It is 1961. You are 23 years old, fresh-faced and having finally arrived, relieved. You step off a passenger ship and Melbourne’s port greets you with a chilly June day. There is activity all around, voices and strange sounds, none of them familiar or decipherable. You feel excitement for the adventure that lies ahead for you. You are a newly arrived migrant woman in Australia.

When Giuseppa Murdolo, my mother, took these very steps off the ‘Roma’ 60 odd years ago, she was six months pregnant. While the journey to Australia had been planned, the pregnancy was not. Like many women, her reproductive choice – the question of whether, when and how to have children – was not always free or autonomous.

Reproduction happens in the midst of life: work, family, health, migration. It continues during unexpected events: family violence, homelessness, poverty, war, bushfire, pandemic. For migrant women, pressing issues such as contraception, menstruation, pregnancy choice, maternal health, breastfeeding and baby health must be negotiated in the context of racialised and gendered inequality. Reproductive choice is therefore relative and contextual. It depends on the social, political, economic realities of the day, and how communities and governments deal with these challenges. This is why the personal is political.

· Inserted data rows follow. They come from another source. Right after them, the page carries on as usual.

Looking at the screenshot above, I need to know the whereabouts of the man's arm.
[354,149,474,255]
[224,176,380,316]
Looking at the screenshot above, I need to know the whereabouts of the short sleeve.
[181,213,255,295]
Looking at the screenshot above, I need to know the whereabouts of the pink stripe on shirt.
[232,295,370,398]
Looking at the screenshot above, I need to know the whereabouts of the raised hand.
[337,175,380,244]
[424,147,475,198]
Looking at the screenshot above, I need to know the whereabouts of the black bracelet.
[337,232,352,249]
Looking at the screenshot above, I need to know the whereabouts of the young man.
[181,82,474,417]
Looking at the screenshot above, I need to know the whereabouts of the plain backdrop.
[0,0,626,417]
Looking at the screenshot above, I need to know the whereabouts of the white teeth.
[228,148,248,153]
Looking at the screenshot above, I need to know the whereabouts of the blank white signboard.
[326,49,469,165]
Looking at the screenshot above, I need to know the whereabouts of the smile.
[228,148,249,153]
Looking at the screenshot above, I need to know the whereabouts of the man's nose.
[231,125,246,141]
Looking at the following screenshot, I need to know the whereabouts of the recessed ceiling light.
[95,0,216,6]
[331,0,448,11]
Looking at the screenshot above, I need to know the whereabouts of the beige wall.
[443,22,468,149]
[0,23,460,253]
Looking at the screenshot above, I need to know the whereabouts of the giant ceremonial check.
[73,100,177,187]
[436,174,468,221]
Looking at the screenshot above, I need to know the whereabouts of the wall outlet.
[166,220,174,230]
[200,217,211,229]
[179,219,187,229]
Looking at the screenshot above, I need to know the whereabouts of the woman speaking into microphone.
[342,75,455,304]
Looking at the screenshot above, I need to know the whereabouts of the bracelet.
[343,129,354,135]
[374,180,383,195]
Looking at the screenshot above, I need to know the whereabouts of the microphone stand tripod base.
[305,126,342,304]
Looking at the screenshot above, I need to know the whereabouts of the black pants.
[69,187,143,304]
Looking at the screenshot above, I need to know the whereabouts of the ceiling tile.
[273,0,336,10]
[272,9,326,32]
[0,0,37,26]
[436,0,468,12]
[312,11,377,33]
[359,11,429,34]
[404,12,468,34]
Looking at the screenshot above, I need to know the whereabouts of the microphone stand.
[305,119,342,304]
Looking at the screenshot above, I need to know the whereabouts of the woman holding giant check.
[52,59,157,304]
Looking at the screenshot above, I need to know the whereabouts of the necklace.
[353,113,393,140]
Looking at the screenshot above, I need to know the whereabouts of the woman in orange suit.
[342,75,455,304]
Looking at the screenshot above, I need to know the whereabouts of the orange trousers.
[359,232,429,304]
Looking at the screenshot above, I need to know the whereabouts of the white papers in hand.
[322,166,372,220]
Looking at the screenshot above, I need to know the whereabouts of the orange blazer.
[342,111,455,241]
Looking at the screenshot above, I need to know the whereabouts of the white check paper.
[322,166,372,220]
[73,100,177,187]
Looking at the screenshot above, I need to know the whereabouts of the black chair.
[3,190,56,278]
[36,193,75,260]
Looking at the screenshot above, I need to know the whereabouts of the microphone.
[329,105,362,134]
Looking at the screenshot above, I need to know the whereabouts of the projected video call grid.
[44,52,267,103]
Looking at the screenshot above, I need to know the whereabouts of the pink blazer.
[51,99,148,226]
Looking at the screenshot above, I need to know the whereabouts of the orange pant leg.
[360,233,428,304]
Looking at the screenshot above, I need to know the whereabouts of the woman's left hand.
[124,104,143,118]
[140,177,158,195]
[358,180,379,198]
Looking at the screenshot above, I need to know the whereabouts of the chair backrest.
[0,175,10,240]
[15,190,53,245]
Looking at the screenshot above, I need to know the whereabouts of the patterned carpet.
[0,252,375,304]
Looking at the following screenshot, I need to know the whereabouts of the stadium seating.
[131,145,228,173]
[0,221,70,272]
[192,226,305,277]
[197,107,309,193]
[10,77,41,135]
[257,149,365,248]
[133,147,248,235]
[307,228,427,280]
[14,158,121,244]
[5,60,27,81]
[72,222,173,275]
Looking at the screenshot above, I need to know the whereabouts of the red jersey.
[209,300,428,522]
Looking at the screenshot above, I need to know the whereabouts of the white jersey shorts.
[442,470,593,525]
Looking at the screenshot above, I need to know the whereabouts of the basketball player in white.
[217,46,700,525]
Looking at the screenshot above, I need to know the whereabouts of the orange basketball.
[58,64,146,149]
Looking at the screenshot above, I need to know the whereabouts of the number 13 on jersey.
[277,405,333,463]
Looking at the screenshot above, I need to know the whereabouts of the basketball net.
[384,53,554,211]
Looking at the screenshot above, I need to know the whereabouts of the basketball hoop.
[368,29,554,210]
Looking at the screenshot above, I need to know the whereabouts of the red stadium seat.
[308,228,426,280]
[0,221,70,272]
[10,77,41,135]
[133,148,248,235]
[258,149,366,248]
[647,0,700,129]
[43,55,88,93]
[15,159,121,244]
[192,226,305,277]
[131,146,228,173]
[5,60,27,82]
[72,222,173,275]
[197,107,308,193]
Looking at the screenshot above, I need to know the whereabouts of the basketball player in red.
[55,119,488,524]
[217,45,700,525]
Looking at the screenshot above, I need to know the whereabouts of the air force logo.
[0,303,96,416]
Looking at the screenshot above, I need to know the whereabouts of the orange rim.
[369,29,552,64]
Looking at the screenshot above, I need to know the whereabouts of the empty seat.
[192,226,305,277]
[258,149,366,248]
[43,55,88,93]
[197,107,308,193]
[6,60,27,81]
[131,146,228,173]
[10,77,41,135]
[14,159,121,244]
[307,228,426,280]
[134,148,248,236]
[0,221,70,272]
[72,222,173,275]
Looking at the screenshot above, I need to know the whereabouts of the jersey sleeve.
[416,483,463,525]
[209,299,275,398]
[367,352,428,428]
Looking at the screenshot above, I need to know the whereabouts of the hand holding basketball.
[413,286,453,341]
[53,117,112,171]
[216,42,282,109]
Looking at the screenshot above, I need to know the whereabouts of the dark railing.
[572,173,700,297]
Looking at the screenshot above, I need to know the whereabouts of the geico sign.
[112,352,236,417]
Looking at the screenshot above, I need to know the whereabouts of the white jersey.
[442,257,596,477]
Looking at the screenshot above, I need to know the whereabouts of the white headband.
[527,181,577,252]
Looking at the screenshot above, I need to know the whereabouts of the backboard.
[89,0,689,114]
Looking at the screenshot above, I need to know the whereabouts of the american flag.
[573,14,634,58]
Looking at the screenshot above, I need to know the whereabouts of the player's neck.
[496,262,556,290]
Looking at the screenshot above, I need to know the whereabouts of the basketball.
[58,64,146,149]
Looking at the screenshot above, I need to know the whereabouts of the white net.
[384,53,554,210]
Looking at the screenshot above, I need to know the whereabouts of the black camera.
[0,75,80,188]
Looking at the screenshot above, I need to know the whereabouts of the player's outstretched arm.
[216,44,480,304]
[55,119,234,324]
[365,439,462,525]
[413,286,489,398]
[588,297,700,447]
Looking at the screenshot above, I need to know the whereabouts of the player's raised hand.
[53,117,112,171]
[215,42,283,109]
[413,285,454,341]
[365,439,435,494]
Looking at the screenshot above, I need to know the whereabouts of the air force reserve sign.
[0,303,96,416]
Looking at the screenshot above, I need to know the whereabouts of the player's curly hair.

Within her first eight years of arrival, Giuseppa went on to have four healthy babies in Australia. But like so many migrant women, she did not receive the optimum antenatal care that she needed. Doctors and midwives tended to stereotype her and her culture. She was denied contraception by her religious GP. Her health outcomes were also not optimal. My mother had serious health complications during her last childbirth and sadly lost two pregnancies to late miscarriages, after which she received no additional care. Like so many migrant women, Giuseppa negotiated her reproductive life in less than ideal circumstances, and lives with lifelong consequences of poor reproductive health care within the Australian health system.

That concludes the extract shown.